As innovation in fintech continues to accelerate, financial services regulators, market participants and service providers are exploring how these new technologies may be used to help them keep pace with increasing regulatory complexities.
Regulatory technology (“regtech") is mostly focused on automating compliance obligations for financial services firms. While compliance solutions are not new, a growing abundance of market data and trading Application Programing Interfaces (APIs) have produced fertile ground for pioneering software that can simplify how asset management firms can meet their regulatory obligations.
“Increasingly, financial institutions are turning to technology to meet compliance demands, particularly with money laundering being such a high priority for regulatory bodies around the globe," says Morgan Self, managing director of Do Different, a UK-based management consultancy firm that works predominantly in the banking sector. “Regtech offers banks and financial institutions a vital means of keeping up with data-intensive regulatory frameworks."
As regulatory measures become increasingly focused on data gathering and intensive modelling techniques, the administrative burden on compliance teams has increased in lock-step. While larger institutions often have the capacity to scale their operations, corporate compliance continues to be a significant hurdle for many asset management firms.
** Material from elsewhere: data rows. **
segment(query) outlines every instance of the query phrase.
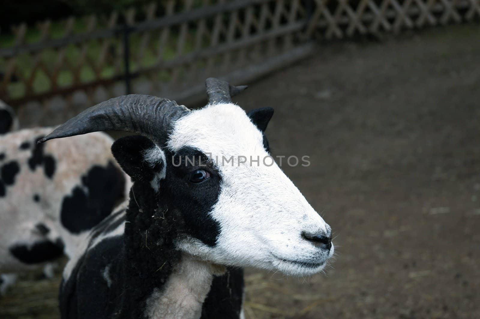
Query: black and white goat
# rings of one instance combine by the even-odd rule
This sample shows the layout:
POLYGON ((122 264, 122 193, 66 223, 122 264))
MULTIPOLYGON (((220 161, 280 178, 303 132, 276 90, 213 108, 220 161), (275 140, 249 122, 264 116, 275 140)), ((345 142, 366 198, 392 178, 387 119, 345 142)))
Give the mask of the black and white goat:
POLYGON ((130 181, 108 150, 111 138, 36 144, 53 129, 0 135, 0 294, 14 282, 10 273, 70 255, 127 197, 130 181))
POLYGON ((330 226, 276 164, 261 159, 273 109, 247 115, 230 99, 243 88, 213 78, 206 86, 201 109, 121 96, 41 140, 141 134, 112 146, 133 182, 128 208, 99 224, 67 264, 62 318, 238 318, 241 267, 310 275, 333 255, 330 226), (222 165, 223 157, 233 162, 222 165))

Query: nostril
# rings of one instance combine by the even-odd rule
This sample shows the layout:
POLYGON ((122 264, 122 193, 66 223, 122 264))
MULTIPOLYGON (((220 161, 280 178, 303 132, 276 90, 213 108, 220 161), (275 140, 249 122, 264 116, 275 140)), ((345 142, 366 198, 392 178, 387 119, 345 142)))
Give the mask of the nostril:
POLYGON ((312 234, 303 232, 301 236, 303 239, 312 242, 314 245, 320 246, 324 249, 329 250, 332 248, 332 236, 325 236, 323 233, 312 234))

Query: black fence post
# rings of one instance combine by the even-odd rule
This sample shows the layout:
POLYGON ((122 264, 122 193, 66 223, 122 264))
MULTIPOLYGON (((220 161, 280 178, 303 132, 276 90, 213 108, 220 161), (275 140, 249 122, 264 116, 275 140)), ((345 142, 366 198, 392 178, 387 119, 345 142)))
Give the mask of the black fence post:
POLYGON ((123 63, 125 67, 125 94, 130 94, 130 46, 129 41, 130 28, 126 21, 123 22, 122 34, 123 35, 123 63))
POLYGON ((310 21, 313 15, 314 0, 305 0, 305 9, 307 13, 307 21, 310 21))

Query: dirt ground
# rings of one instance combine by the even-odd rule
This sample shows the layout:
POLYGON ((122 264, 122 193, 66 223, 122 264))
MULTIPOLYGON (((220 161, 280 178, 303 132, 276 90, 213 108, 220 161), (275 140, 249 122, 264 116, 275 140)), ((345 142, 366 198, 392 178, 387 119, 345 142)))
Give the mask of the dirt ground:
MULTIPOLYGON (((248 270, 247 318, 480 318, 480 26, 322 45, 251 84, 236 101, 275 107, 274 155, 310 157, 283 167, 337 256, 309 278, 248 270)), ((34 289, 32 318, 54 318, 48 282, 0 318, 28 318, 34 289)))

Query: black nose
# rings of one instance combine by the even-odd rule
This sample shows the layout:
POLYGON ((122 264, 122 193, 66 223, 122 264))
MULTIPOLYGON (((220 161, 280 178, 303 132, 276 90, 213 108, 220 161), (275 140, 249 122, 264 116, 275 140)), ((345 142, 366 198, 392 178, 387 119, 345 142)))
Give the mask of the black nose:
POLYGON ((325 236, 325 233, 315 233, 309 234, 303 232, 301 236, 306 240, 311 242, 313 245, 326 250, 332 248, 332 235, 325 236))

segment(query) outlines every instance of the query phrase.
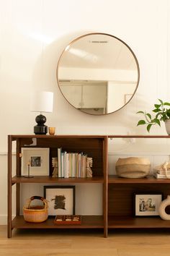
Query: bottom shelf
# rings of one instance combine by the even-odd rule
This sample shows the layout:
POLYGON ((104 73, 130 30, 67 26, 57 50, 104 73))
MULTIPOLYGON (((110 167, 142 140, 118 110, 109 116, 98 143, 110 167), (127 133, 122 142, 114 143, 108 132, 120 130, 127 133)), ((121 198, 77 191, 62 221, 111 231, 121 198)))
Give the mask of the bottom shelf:
POLYGON ((39 223, 29 223, 23 216, 16 216, 12 221, 12 227, 15 229, 102 229, 102 216, 82 216, 80 225, 56 225, 55 218, 48 218, 47 221, 39 223))
POLYGON ((160 217, 109 216, 109 229, 170 229, 170 221, 160 217))

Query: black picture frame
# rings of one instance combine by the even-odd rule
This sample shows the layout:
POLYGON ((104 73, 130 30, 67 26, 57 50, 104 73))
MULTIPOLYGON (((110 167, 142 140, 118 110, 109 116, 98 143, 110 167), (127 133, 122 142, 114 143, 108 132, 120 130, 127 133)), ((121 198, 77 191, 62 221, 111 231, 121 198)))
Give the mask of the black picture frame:
POLYGON ((133 195, 134 217, 156 217, 163 200, 161 192, 140 192, 133 195))
POLYGON ((44 186, 48 216, 75 214, 75 186, 44 186))

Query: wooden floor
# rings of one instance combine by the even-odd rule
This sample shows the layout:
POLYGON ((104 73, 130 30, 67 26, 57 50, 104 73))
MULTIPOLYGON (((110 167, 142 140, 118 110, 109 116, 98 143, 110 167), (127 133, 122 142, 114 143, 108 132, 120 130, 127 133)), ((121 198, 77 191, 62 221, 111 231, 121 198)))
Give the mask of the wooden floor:
POLYGON ((0 226, 0 255, 169 256, 170 230, 16 230, 0 226))

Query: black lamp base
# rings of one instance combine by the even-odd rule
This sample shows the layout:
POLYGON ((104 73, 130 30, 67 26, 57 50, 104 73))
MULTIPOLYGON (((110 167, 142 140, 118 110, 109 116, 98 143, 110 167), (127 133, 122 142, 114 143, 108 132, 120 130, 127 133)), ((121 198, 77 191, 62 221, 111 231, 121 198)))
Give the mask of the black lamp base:
POLYGON ((48 127, 46 125, 35 125, 34 127, 34 133, 35 135, 46 135, 48 133, 48 127))
POLYGON ((35 135, 46 135, 48 133, 48 127, 44 124, 46 121, 46 117, 40 114, 36 116, 35 121, 37 124, 34 127, 34 133, 35 135))

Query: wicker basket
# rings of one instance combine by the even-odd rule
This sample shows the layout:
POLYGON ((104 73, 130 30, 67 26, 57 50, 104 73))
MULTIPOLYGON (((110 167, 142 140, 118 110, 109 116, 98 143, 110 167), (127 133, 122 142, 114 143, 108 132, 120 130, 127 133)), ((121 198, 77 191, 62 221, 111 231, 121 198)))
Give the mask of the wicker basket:
POLYGON ((27 222, 40 223, 47 220, 48 202, 42 197, 34 196, 29 199, 27 205, 23 207, 24 218, 27 222), (40 200, 43 202, 43 205, 30 205, 31 202, 35 199, 40 200))
POLYGON ((123 178, 143 178, 151 169, 150 160, 146 158, 119 158, 116 162, 117 175, 123 178))

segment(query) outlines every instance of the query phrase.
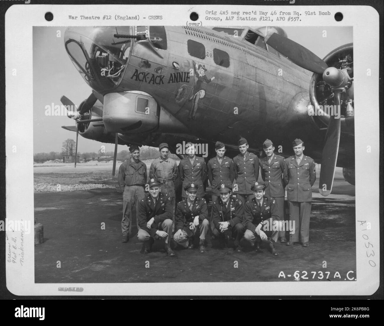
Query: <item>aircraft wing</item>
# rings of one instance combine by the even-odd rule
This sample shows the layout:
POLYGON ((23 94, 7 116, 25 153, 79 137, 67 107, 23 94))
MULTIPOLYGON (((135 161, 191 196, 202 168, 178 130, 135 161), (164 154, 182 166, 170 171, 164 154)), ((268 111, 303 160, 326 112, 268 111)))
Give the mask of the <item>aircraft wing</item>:
POLYGON ((66 130, 69 130, 70 131, 74 131, 76 132, 76 126, 61 126, 61 128, 66 130))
If regulatory requirements are designed to avoid stifling market competition, they must adapt to the pace of financial innovation that technology is driving.
Managing systemic risk effectively means striking the right balance of transparency and accountability without hindering market activity
Lowering the barrier to market entry offers clear benefits to smaller firms, but for more established players, regtech also provides opportunities such as streamlining processes to reduce labour and consultancy costs.
Asset managers may wish to initially approach these tools with caution or reluctance. In such a fast-evolving environment, they may opt to balance the expertise and familiarity of trusted service providers against the potential efficiencies of automated compliance solutions.
“The challenge is that what is available are tools, not solutions. And some of the tools are so sophisticated that only the largest, well-funded financial institutions can make best use of them," says Steve Goldstein, vice chairman of Opus Global, a US-based technology firm that provides compliance solutions to private equity and asset management firms. “These new technologies need to become services that can be easily deployed before they'll be able to democratize and increase competition in markets."
For regulators, these software solutions may prove invaluable for protecting markets which are growing in complexity. Regulatory bodies and central banks, often hampered by challenging policy directions, are keen to establish a dialogue with the firms pioneering these technologies. For example, the Australian Securities and Investments Commission holds regular Innovation Hubs where it engages with regtech firms as well as other international regulatory bodies to discuss the latest developments and policy proposals. Managing systemic risk effectively means striking the right balance of transparency and accountability without hindering market activity.
“Both regulators and private firms are already coming together. Compliance costs for market players have skyrocketed over the past decade, which has led to growing demand for software that streamlines compliance processes and reduces costs," says Goldstein. “At the same time, regulators are encouraging these technologies because they believe doing so will give them access to data that is more accurate, easier to analyze and can be used to reduce systemic risk."
Fintech is evolving to create a persistent state of disruption in the financial services industry. While market forces are experimenting with blockchains, robo-advisors and other emerging technologies, regtech is an approach aimed at better managing systemic risk through the automation of corporate compliance responsibilities and achieving greater levels of transparency. These tools clearly have enormous potential, provided regulatory bodies, market participants and private technology firms co-operate and strike the right balance between accountability, accessibility, and innovation.